Diagnosis and treatment of pediatric sleep-disordered breathing in Los Angeles, CA, can help parents to understand tell-tale signs and symptoms of poor sleep and impaired breathing in their children and to take positive steps to improve their children’s health and wellbeing. Finding a pediatric oral health specialist with advanced training and tools for assessing sleep and breathing issues is often the first step to addressing health and behavioral issues, such as excessive daytime sleepiness, irritability, hyperactivity, and learning difficulties.
Causes & Concerns
The term sleep-disordered breathing refers to the disruption of normal, restful sleep due to impaired breathing. Most people associate sleep disorders with the condition known as sleep apnea, which is caused by abnormal relaxation of muscles in the airway during sleep. However, sleep-disordered breathing refers to a broader range of potentially unhealthful conditions of the oral cavity and airway, leading to unrestful and unhealthy sleep. While sleep apnea is one such condition, others include a narrow palate, small dental arches, and an anatomically constricted airway.
Pediatric dental specialists are trained to assess anatomical and functional conditions that may contribute to restriction of the airway and less than optimal airflow and breathing. Sometimes, these conditions exist at all times of day but become more problematic during sleep. This may be due to postures and head positions only assumed during sleep (that is, when not standing or physically active), or there may be other factors at play.
Impaired breathing during sleep is not healthful and, if left unaddressed, can negatively impact childhood development and performance and lead to permanent health effects in adulthood.
Diagnosis of Sleep-Disordered Breathing
Typically, the diagnosis of disordered sleep breathing is the result of observation and reports by parents and professional assessment by pediatric specialists. It is quite common that a pediatric dentist will receive a referral for potential problems from a speech pathologist or occupational therapist who may notice certain characteristic signs and symptoms that require follow-up.
The pediatric oral care specialist takes a health report and conducts a physical and functional exam, focusing on the oral cavity and airway and other factors, such as facial appearance and head & neck posture. A more detailed examination may include airway imaging and referral to a pediatrician or ear, nose, and throat specialist (ENT) or sleep specialist.

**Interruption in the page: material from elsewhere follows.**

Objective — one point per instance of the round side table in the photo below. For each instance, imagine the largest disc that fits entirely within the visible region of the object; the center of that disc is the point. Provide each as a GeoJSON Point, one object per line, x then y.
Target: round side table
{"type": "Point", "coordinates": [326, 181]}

The important point to emphasize is that diagnosing sleep-disordered breathing (including the possibility of sleep apnea) usually draws upon the expertise of more than one specialist.
Treating Sleep-Disordered Breathing in Children
Ideally, treating sleep-disordered breathing involves a multidisciplinary approach, combining the knowledge and resources of a team. Some conditions may be treated adequately by the dental specialist through an in-office procedure or with the prescribing of an oral appliance. Sometimes, a medical or surgical approach may be indicated, which may require referral. In many cases, it is also helpful to include ongoing functional therapy with an oral-myofunctional therapist, speech pathologist, and cranio-osteopath to reinforce positive behaviors in the treated child and ensure durable results.
If your child is not getting restful sleep or is showing signs or behaviors (at home, at school, at play) that suggest possible problems with normal, unobstructed breathing, speak to your pediatric oral health specialist or pediatrician.